All promotional work from the Girl Records stable is Luke’s creation, along with the wealth of films he creates which are not related to specific songs, but which regardless sit very neatly into his overall package. “I spent hours cutting tapes and editing my first films,” says Luke, citing the lost Bob Dylan masterpiece, Eat The Document, as his greatest filmmaking influence, a point which is clearly illustrated by the two acclaimed Pop Levi road movies which he made whilst travelling the world with the band. “I love DA Pennebaker, who did the Dylan and Ziggy Stardust films. These are the types of films which really inspire me.” It was the fact that Eat The Document was edited by Dylan himself which really strikes a chord: “Whatever you do, whether that be film, music, writing or art, the thing which matters most is that it is genuine to the person who is creating it. It needs to be true. The best films come from filming things that are not planned and just filming what happens in front of you. Then try and make it look good afterwards by just using simple techniques.” This theory and work ethic permeates all aspects of his work, even with regards to how he writes and creates his music.

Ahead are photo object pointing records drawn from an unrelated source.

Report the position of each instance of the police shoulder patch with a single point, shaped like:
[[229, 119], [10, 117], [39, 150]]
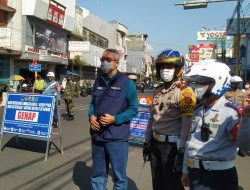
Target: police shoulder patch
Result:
[[187, 101], [236, 107], [182, 85]]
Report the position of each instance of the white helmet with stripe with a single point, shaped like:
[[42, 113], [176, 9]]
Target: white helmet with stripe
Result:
[[217, 75]]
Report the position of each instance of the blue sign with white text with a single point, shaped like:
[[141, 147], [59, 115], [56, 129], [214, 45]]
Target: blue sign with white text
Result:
[[29, 115], [138, 124], [35, 67]]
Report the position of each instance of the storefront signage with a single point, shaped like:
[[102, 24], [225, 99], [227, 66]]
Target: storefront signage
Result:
[[4, 2], [60, 55], [28, 115], [50, 39], [56, 14], [31, 49], [35, 67], [5, 36], [208, 35], [79, 46]]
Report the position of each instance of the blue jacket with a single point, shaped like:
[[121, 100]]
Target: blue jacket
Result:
[[111, 96]]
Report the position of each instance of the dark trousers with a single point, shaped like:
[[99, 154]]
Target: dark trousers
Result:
[[162, 162], [201, 179], [103, 153], [69, 107]]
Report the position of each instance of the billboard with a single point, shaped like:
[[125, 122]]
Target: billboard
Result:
[[49, 39], [200, 52], [212, 35], [79, 46], [28, 115]]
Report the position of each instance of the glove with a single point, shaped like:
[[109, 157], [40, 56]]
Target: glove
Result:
[[146, 152], [179, 160]]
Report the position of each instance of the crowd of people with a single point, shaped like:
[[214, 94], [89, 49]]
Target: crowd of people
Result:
[[198, 121], [193, 131]]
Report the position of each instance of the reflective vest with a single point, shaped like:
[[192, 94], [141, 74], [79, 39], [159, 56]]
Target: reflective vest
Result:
[[39, 84]]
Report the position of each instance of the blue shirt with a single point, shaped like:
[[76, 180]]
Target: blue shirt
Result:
[[130, 94]]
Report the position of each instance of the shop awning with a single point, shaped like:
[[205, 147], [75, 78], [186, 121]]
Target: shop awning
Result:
[[71, 73], [7, 9], [44, 58]]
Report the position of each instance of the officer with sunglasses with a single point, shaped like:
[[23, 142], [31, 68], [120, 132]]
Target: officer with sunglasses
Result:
[[113, 104]]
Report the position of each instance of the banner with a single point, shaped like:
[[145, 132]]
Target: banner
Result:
[[139, 123], [28, 115]]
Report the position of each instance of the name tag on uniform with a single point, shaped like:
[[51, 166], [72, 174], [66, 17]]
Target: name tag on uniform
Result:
[[115, 88], [99, 88], [190, 163]]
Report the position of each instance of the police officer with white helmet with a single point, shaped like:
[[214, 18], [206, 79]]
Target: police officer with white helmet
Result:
[[211, 149]]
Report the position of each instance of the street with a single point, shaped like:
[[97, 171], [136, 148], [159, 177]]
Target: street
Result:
[[23, 167]]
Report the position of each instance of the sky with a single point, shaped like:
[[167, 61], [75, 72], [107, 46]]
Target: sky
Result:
[[167, 25]]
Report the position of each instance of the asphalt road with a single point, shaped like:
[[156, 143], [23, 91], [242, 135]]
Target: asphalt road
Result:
[[23, 167]]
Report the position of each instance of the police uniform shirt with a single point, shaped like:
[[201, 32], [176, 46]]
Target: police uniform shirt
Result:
[[223, 123], [172, 111]]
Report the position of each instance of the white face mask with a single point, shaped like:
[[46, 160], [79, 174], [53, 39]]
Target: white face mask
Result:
[[167, 75], [106, 67], [199, 90]]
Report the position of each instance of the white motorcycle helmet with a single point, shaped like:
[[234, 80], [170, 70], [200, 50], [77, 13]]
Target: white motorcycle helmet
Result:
[[236, 78], [214, 74], [50, 74]]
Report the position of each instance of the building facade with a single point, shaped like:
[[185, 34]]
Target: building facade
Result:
[[139, 59]]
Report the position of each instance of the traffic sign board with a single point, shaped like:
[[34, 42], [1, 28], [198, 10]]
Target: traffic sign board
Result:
[[35, 67]]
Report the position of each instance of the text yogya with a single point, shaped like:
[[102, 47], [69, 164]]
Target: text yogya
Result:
[[26, 116]]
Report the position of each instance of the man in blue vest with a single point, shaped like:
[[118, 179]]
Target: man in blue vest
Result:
[[113, 104]]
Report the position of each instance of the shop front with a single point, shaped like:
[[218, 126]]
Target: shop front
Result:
[[45, 46]]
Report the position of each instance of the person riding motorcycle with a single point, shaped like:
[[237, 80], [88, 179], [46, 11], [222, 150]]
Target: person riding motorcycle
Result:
[[169, 123], [212, 145]]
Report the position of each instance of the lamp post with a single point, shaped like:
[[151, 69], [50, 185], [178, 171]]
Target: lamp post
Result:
[[196, 4], [95, 64]]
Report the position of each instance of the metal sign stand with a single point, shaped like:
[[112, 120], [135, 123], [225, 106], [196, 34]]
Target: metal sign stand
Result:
[[59, 133], [55, 133]]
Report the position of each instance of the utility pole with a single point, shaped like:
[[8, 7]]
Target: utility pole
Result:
[[238, 39]]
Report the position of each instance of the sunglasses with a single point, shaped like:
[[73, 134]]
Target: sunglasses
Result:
[[108, 59]]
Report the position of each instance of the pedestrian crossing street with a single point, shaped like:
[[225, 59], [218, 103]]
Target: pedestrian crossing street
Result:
[[76, 107]]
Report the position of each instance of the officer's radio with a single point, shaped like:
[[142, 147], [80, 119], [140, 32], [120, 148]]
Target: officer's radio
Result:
[[205, 132]]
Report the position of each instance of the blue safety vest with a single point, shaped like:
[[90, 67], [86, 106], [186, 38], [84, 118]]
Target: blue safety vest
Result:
[[111, 99]]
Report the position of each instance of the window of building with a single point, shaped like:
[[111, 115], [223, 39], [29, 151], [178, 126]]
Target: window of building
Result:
[[4, 2], [94, 38], [56, 14], [3, 19]]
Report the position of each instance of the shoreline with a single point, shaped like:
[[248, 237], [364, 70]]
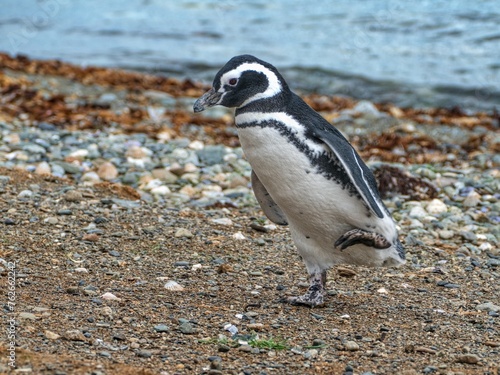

Literature is another source of constant inspiration and outlet for Luke’s creativity and talent. He is currently putting the finishing touches to his first book, Sterling Silver Gets Rich. Half autobiographical, half novel, in much the same way as one of its main literary influences, On The Road (Kerouac’s experience of his journey rather than the actual factual journey itself), it reads like Hunter S Thomson for the modern palette. Bob Dylan’s Tarantula also garners special praise during our chat and, when reading through typewritten copies of Luke’s drafts, it’s easy to see that its influence is profound. You cannot also help being reminded of Lennon’s A Spaniard In The Works and In His Own Write, and not solely for what is written on the pages but more the context of the piece, taking into account the author’s relationship to both music and literature.
It’s via the Lucky Beaches blog (luckybeaches.com) that Luke reaches his public, with prolific updates giving an insight into his world. Using music, film and literature he is constantly letting us into his way of thinking, and doing so in a very unique way. You can’t help feeling that this type of interaction, along with the level and scale of his output has rarely been seen in this city.
So, the world of Lucky Beaches. It’s madcap, its sometimes weird, it’s lunacy, but overall it’s really different and really f*****g good. Lucky? No. But we are lucky to have him, because real luck is knowing what you’ve got when you’ve got it.
Lucky Beaches EP and recent single Group Hallucination are out now. The full debut LP is due this year.